Mohammad Sharifi-Moghaddam, the Secretary-General of Iran’s Home of Nurse, says that some nurses in Tehran are homeless and, to avoid paying rent, work multiple shifts and sleep in their personal cars during rest hours.
On Saturday, February 22, Sharifi-Moghaddam told the state-run ILNA news agency that these nurses even use hospital showers for bathing and “live in a homeless manner.”

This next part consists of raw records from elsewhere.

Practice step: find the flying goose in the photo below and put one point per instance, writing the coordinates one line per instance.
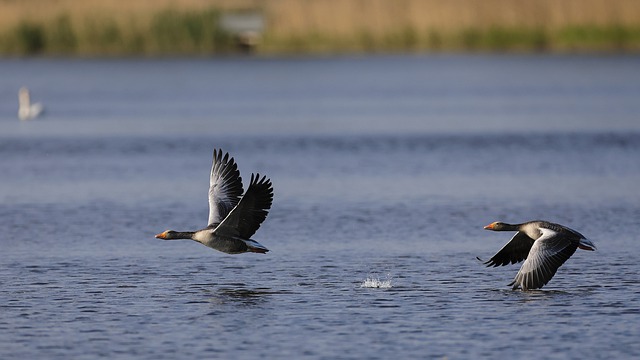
(233, 217)
(543, 245)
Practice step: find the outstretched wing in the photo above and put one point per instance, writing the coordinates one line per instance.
(513, 252)
(548, 253)
(245, 219)
(225, 187)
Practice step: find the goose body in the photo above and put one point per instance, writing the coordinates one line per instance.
(544, 247)
(233, 217)
(27, 110)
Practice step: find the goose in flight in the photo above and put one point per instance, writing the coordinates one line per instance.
(233, 217)
(27, 110)
(543, 246)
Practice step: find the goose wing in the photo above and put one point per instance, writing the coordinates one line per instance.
(512, 252)
(245, 219)
(547, 254)
(225, 187)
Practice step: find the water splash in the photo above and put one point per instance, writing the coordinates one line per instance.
(375, 282)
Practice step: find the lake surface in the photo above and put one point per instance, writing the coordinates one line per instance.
(385, 169)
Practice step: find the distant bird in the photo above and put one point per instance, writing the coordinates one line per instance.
(544, 245)
(27, 110)
(233, 218)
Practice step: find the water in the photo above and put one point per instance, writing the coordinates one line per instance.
(385, 169)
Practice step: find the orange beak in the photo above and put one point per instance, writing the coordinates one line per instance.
(490, 226)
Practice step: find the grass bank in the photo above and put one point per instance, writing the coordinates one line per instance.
(192, 27)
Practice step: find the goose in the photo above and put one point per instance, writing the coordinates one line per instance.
(233, 217)
(544, 247)
(27, 110)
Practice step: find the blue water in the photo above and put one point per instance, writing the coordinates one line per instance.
(385, 169)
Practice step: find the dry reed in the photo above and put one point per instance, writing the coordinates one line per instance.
(167, 26)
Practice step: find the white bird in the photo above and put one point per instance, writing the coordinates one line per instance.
(233, 218)
(543, 245)
(27, 110)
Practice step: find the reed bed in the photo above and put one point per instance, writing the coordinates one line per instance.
(152, 27)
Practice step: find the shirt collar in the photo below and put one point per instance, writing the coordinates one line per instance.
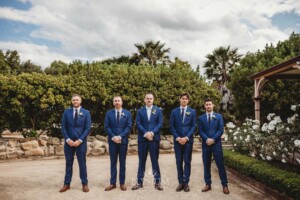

Sharifi-Moghaddam stated that according to World Health Organization standards, there should be three nurses per 1,000 people to prevent increased patient mortality. However, he added that in recent years, Iran has set a record low, with only “one and a half nurses” per 1,000 people.
Nurse Shortage Leads to Closure of Hospital Departments in Iran
The Secretary-General of the Home of Nurse, pointing to the high rate of nurses leaving the profession or emigrating to work abroad, said that the nursing community has become “hopeless” about any improvements in their livelihoods, human resource management, and service tariff systems.
Mohammad Sharifi-Moghaddam stated that the nursing profession in Iran has been in a tense situation for years and added that Milad Hospital in Tehran has been experiencing turmoil in recent weeks.
According to human rights media outlets and some professional nurse news channels, nurses in several other cities in Iran have also staged protests in recent days.
The Telegram channel of the Coordinating Council of Nurse Protests published images of demonstrations by the medical staff of Beheshti Hospital in Kashan on February 20. The channel reported that these nurses gathered to protest against “delayed payment of wages,” “low salary levels,” and “overtime payments and service tariff issues.”
Meanwhile, on August 31, 2024, Masoud Pezeshkian, the President of the Iranian regime, announced that he had received permission from the regime’s Supreme Leader to withdraw funds from the National Development Fund to settle the healthcare workers’ debts.
This decision came in response to widespread protests by nurses in various hospitals across Iran, which lasted for nearly two months.

The nurses’ protests began on August 3 last summer with demonstrations and strikes by nurses in hospitals in Shiraz and later spread to other cities.
Nurses protested both the neglect of their demands and the harsh working conditions, including “mandatory overtime with extremely low wages, exhausting work under insults and threats” in their workplaces. According to them, this situation has seen “no change” so far.